わざとらしく『プロモーション会場』にたたたた、と駆けつけて一般市民の皆さんの前に登場した。


池袋のサンシャインシティにあるショッピングモールを抜けた、大きな階段になっている広場。

そこでユウリと長谷ハセちゃんと僕は寸劇をやっている。


「さあさあ皆様ご覧あれ〜。サンシャインシティの石畳をしっかりと踏みしめて立つ少年と少女。少年の名は、『タイシ』。『大きな志』で、『大志タイシ』。少女の名は、『シナリ』。『志が成る』で『志成シナリ』。2人はとてつもなく大きなことをやろうとしています。2人の、『大きな志が成る』、で、タイシとシナリ〜」


よく考えると今日は土曜日。

からっと晴れて人出も多い。

長谷ハセちゃんのまたまた意外な側面。

軽やかなナレーションで僕のことを『タイシ』、ユウリのことを『シナリ』と紹介する。長谷ちゃんのネット投稿小説にして、僕とユウリが戊辰の戦場でガットリング砲と遭遇戦を行なったこともヒントにして書いてくれた、『タイシとシナリ』。その2人の主人公たちだ。

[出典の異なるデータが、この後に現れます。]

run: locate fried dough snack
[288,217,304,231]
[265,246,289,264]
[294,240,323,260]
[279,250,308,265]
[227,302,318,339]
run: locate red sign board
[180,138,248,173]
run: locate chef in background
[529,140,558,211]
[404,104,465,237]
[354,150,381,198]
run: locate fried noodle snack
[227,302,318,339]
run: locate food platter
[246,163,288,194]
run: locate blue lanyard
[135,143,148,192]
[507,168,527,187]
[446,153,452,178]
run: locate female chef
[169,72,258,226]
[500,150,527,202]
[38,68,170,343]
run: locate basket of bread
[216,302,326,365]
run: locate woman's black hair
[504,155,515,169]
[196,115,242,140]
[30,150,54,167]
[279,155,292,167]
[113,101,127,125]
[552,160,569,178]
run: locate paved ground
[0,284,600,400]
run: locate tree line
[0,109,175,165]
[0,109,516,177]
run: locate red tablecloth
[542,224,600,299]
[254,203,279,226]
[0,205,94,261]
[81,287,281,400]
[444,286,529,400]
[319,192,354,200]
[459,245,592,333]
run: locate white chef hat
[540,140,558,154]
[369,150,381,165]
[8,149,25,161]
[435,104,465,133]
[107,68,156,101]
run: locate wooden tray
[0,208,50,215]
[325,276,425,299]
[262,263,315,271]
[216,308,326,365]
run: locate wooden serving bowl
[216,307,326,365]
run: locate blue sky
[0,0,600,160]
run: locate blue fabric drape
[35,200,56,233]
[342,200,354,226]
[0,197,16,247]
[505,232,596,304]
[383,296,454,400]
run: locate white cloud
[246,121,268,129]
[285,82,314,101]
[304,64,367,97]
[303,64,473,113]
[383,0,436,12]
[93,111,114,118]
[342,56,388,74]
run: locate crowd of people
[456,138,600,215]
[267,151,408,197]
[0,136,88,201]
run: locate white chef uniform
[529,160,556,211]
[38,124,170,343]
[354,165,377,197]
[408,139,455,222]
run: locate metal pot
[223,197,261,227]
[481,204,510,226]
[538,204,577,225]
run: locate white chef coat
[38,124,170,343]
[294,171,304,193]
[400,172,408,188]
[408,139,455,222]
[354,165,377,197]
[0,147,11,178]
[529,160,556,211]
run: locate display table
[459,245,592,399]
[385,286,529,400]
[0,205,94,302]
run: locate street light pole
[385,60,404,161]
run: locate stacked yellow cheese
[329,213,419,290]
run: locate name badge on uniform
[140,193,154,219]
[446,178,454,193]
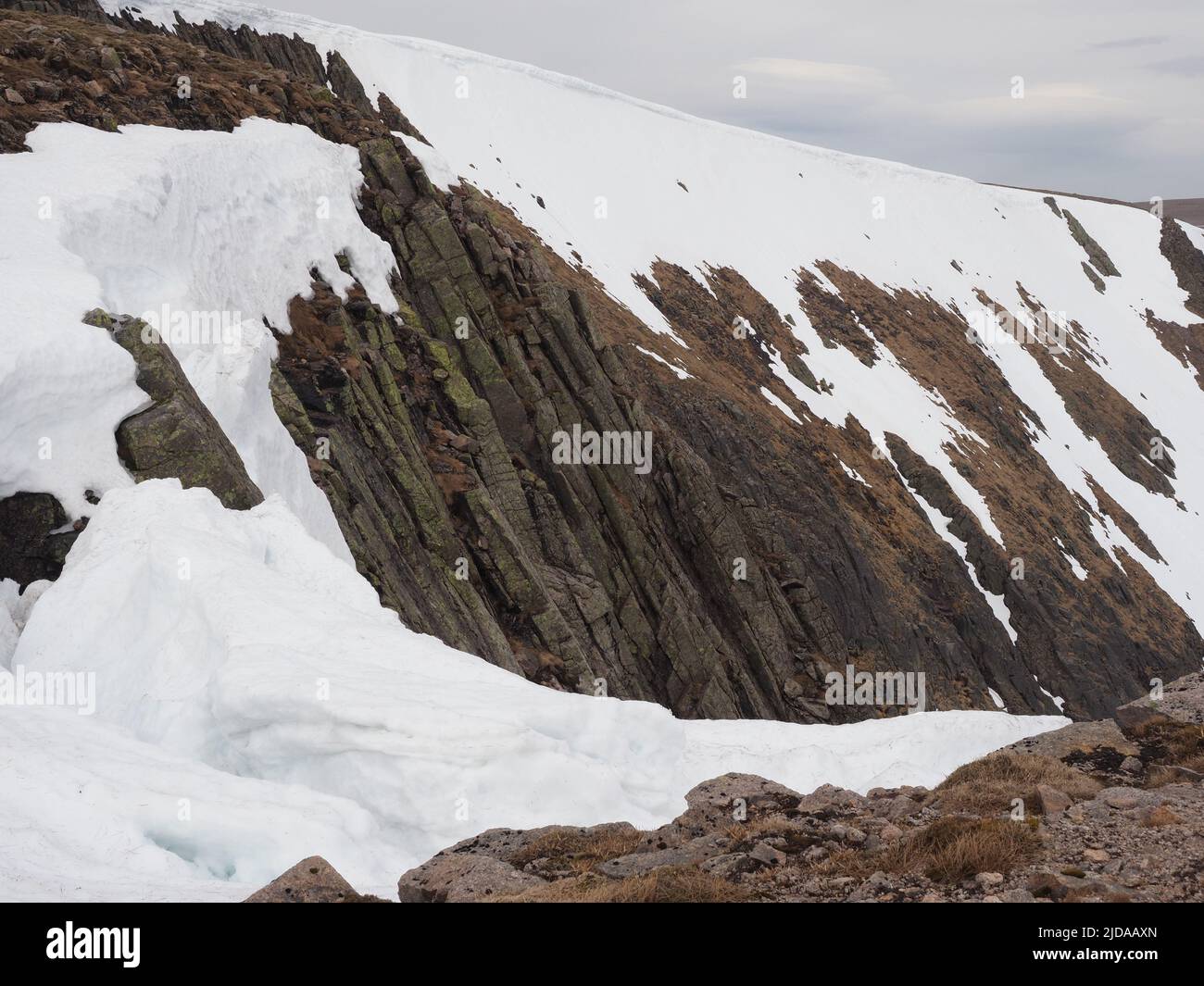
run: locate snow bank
[0,481,1067,898]
[0,119,396,561]
[103,0,1204,655]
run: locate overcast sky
[283,0,1204,201]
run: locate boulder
[244,856,384,905]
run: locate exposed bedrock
[0,0,1204,721]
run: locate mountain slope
[0,4,1204,898]
[6,4,1204,721]
[80,4,1204,718]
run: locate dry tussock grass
[508,826,643,874]
[490,866,746,905]
[879,815,1039,882]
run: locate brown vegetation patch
[507,825,643,874]
[882,815,1039,882]
[934,750,1103,815]
[490,866,747,905]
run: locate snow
[0,481,1066,899]
[905,471,1020,644]
[761,386,802,425]
[0,120,396,562]
[1054,537,1087,581]
[0,0,1180,901]
[837,458,873,490]
[635,345,694,381]
[104,0,1204,622]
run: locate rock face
[244,856,383,905]
[398,674,1204,903]
[0,0,1201,721]
[0,493,77,589]
[83,312,264,510]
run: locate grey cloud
[1087,35,1171,52]
[273,0,1204,200]
[1150,56,1204,76]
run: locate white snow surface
[103,0,1204,624]
[0,481,1067,899]
[14,0,1189,899]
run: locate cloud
[1147,56,1204,76]
[734,57,891,89]
[1087,35,1171,52]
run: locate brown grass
[490,866,746,905]
[508,826,643,874]
[934,750,1103,815]
[879,815,1039,882]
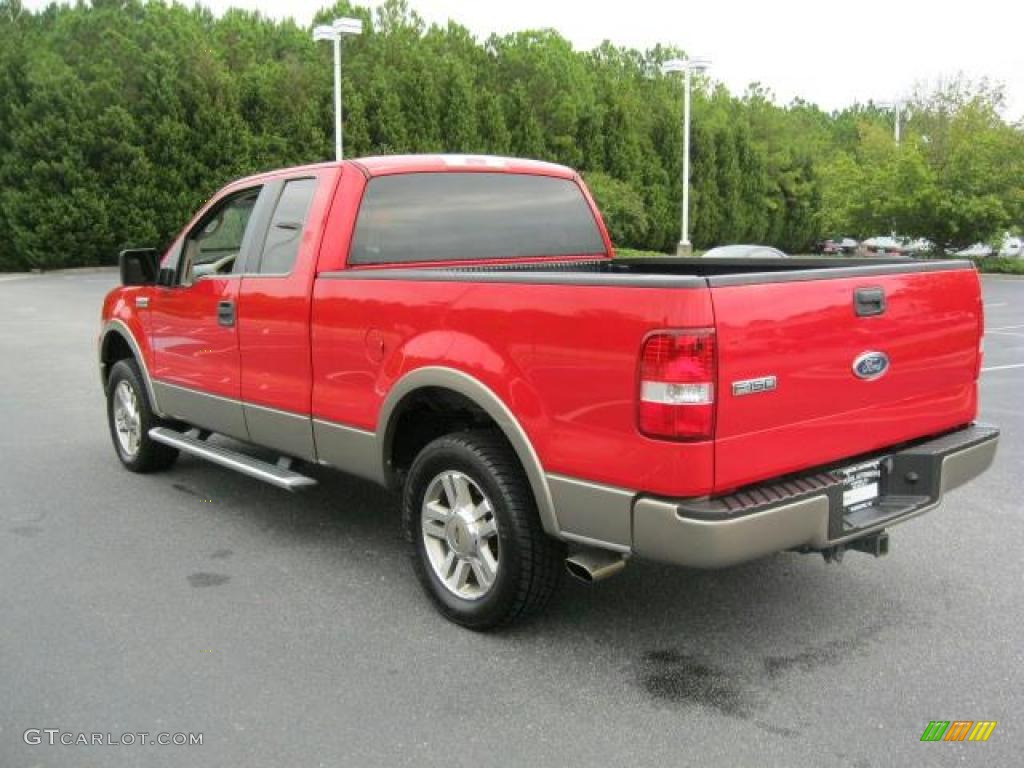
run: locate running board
[150,427,316,490]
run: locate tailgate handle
[853,288,886,317]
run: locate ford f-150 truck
[99,156,998,629]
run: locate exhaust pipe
[565,549,626,584]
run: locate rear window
[348,173,605,264]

長谷ハセちゃんはまったく物怖じせずに自ら自分の小説のプロモーション活動にノリノリだ。


「さー、タイシ。自己紹介〜」

「え? え?」


アドリブにもほどがある。

いきなり秋葉原から池袋まで連れて来られたかと思ったら、長谷ハセちゃんとユウリから30秒ほど説明を受けただけでいきなりこの寸劇が始まった。

コスプレ等しないのがせめてもの救いかと最初は思ったけれども、3人ともTシャツにジーンズという完全普段着で街中で寸劇を始めるなど、危ない集団と思われても仕方ない。

僕は適当にお茶を濁そうと思った。


「タイシです」


呟いてお辞儀をした。

なんだかんだと集まっている20人ぐらいのギャラリーも、僕の魂のこもっていない演技に途端に不機嫌な顔をする。

一応、拍手は、ぱららっ、としてくれた。


「それから、シナリちゃん、自己紹介〜」

「シナリです。タイシ、2人で大願成就だよ」

「・・・・」


シナリ・・・じゃなかった、ユウリは完全に役になりきっている。男子数名が、びくっとするぐらいの大きな拍手をする。

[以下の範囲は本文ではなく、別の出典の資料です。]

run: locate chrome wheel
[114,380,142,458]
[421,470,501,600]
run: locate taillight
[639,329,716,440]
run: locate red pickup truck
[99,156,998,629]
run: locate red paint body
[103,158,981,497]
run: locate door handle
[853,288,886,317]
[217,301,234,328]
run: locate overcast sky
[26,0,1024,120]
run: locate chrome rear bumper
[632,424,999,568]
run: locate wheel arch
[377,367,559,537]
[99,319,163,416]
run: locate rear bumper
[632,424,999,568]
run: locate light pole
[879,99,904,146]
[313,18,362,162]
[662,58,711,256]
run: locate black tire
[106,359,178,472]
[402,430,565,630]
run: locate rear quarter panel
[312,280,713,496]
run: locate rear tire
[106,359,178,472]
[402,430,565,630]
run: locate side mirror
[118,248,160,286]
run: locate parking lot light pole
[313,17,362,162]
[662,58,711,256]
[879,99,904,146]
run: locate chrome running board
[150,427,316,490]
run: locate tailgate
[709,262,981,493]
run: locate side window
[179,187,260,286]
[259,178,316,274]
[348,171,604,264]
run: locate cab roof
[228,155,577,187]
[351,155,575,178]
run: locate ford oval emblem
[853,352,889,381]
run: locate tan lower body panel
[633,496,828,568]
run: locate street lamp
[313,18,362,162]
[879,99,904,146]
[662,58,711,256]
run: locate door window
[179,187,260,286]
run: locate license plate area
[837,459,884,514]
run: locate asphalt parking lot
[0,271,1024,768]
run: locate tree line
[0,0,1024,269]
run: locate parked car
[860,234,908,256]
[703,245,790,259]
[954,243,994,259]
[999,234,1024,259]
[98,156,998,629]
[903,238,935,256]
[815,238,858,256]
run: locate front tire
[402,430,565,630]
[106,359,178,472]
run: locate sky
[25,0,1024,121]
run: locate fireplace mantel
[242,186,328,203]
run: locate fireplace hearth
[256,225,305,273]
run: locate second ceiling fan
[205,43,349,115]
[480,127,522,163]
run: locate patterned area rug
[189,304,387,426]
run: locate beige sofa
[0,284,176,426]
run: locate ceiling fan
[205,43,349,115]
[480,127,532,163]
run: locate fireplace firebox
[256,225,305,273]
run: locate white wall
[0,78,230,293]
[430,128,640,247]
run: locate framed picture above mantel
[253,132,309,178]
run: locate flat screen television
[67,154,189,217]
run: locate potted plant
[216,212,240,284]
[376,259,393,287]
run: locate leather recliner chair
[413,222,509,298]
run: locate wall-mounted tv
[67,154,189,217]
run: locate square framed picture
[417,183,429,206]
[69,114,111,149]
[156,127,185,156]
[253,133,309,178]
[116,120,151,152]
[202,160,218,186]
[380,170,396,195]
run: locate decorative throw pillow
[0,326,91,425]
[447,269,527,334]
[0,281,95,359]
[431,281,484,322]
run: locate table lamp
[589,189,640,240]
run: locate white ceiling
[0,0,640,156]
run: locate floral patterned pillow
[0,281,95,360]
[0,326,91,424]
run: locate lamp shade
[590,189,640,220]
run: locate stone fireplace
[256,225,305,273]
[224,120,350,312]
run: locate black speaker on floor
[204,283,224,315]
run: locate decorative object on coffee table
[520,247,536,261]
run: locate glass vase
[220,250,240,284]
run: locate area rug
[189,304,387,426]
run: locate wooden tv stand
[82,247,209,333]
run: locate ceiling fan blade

「ところで、みなさん〜。秋葉原の『チェリッシュ』っていうメイド喫茶、知ってますか〜?」


知ってるー、と大人びた容姿のおねえさんが長谷ちゃんとの掛け合いに応じてくれた。


「そう〜。魔法少女のタトゥーをしたマフィアが店内で拳銃を発砲したあの事件。この男の子と女の子に見覚えありませんか〜?」


ギャラリーがざわつき始めた。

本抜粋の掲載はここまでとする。